Pearl S. Buck

Prolific author Pearl S. Buck earned a Pulitzer Prize for her novel The Good Earth. She was also the fourth female to win a Nobel Prize for Literature.

Synopsis

Pearl S. Buck was born on June 26, 1892, in Hillsboro, West Virginia. In 1930, she published her first novel, East Wind, West Wind. Her next novel, The Good Earth, earned her a Pulitzer Prize in 1932. In 1938, Buck became the first American female Nobel laureate. Concurrent with her writing career, she started the Pearl S. Buck Foundation, a humanitarian organization. She died on March 6, 1973, in Danby, Vermont.

Early Life

Pearl S. Buck was born Pearl Comfort Sydenstricker on June 26, 1892, in Hillsboro, West Virginia. At the time of her birth, her parents, both Presbyterian missionaries, were taking a leave from their work in China after some of Buck's older siblings had died of tropical disease.

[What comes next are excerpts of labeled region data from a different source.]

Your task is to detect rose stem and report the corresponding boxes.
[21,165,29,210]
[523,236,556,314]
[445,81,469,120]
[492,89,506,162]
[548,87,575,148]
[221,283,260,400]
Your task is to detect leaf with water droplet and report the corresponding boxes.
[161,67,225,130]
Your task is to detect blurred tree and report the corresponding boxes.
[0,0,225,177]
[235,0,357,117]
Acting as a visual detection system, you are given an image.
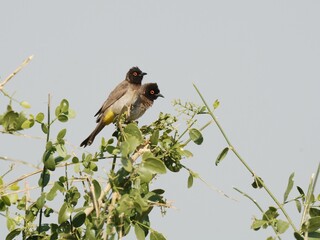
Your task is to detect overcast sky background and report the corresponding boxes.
[0,0,320,240]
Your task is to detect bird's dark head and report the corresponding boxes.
[142,83,164,101]
[126,67,147,84]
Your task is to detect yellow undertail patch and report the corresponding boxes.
[103,111,115,125]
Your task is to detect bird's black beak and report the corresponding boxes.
[140,72,147,77]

Buck's parents were so committed to their missionary work that they decided to go back to the Chinese village of Chinkiang with 5-month-old Pearl in tow.

Beginning at the age of 6, Buck was homeschooled by her mother for the early part of the day, and taught by a Chinese tutor during the afternoon. When she was 9 years old, the Boxer Rebellion forced Buck and her family to flee to Shanghai. Although her family returned to Chinkiang when the rebellion ended in 1901, Buck decided to attend boarding school in Shanghai in 1907. She completed her course load in 1909, and moved back to the United States in 1910 to study philosophy at Randolph-Macon Woman's College in Lynchburg, Virginia. After earning her bachelor's degree, Buck was offered a position as a psychology professor at her alma mater. A semester later, Buck returned to China to take care of her mother, who had fallen ill.

Personal Life

Back in China, Buck fell in love with an agricultural missionary named John Lossing Buck. The two were married in 1917. They spent most of their early marriage living in Nanking, where John taught agricultural theory. Buck too returned for a while to teach at universities; this time, English was her subject of expertise. But Buck spent the majority of her time in Nanking caring for her mentally disabled daughter, Carol, who was born in 1920. In 1925, Buck returned to America to pursue her master's degree in English at Cornell University. In 1929, she enrolled Carol at the Vineland Training School in New Jersey.

Pearl and John would eventually divorce in 1935, when she left him to marry Richard Walsh, her publishing agent. Though she let go of John Buck, she would keep his last name for the rest of her life.

Major Works and Pulitzer Prize

After graduate school, Pearl S. Buck returned to China yet again. It was 1926, both of her parents were ailing, and her family's finances were in dire straits. Buck decided to start writing in hopes of earning a better living.

In 1930, Buck published her first novel, East Wind, West Wind, focusing on China's difficult transition from old traditions to a new way of life. Her next and perhaps best-known novel, The Good Earth, earned her a Pulitzer Prize in 1932. The Good Earth highlights the life of Chinese peasants, a life that Buck had been privy to growing up in Chinkiang. After receiving the Pulitzer, Buck moved back to the United States permanently. In 1933, she went back to graduate school—this time at Yale University—and earned an additional master's degree. In 1938, she achieved the illustrious distinction of becoming the first American woman and fourth woman overall to receive a Nobel Prize in Literature.

Buck continued to write prolifically thereafter, choosing China as the setting for the majority of her work. Her genres ranged from such popular novels-turned-movies as China Sky (1941) and The Dragon Seed (1942), to children's books like The Water-Buffalo Children (1943) and The Christmas Ghost (1960). Buck's body of work also includes non-fiction. Her final works include the non-fiction book China as I See It and a cookbook about Asian cuisine, Pearl S. Buck's Oriental Cookbook (1972).

Humanitarian Until Death

Concurrent with her writing career, Buck was active in humanitarian efforts to protect Asian Americans against racial intolerance by increasing awareness. She also strove to improve disadvantaged Asian Americans' (particularly children's) living conditions. Toward these ends, Buck founded the East and West Association in 1941.

Also in support of these causes, in 1949, Buck started the adoption agency Welcome House, which specialized in the adoption of Asian-American children. In 1964, she established the Pearl S. Buck Foundation to further "address the issues of poverty and discrimination faced by children in Asian countries." In 1973, she bequeathed her personal estate as the future headquarters of Pearl S. Buck International.

Pearl S. Buck died of lung cancer on March 6, 1973, in Danby, Vermont. Today, she continues to be regarded as a legendary American writer and humanitarian.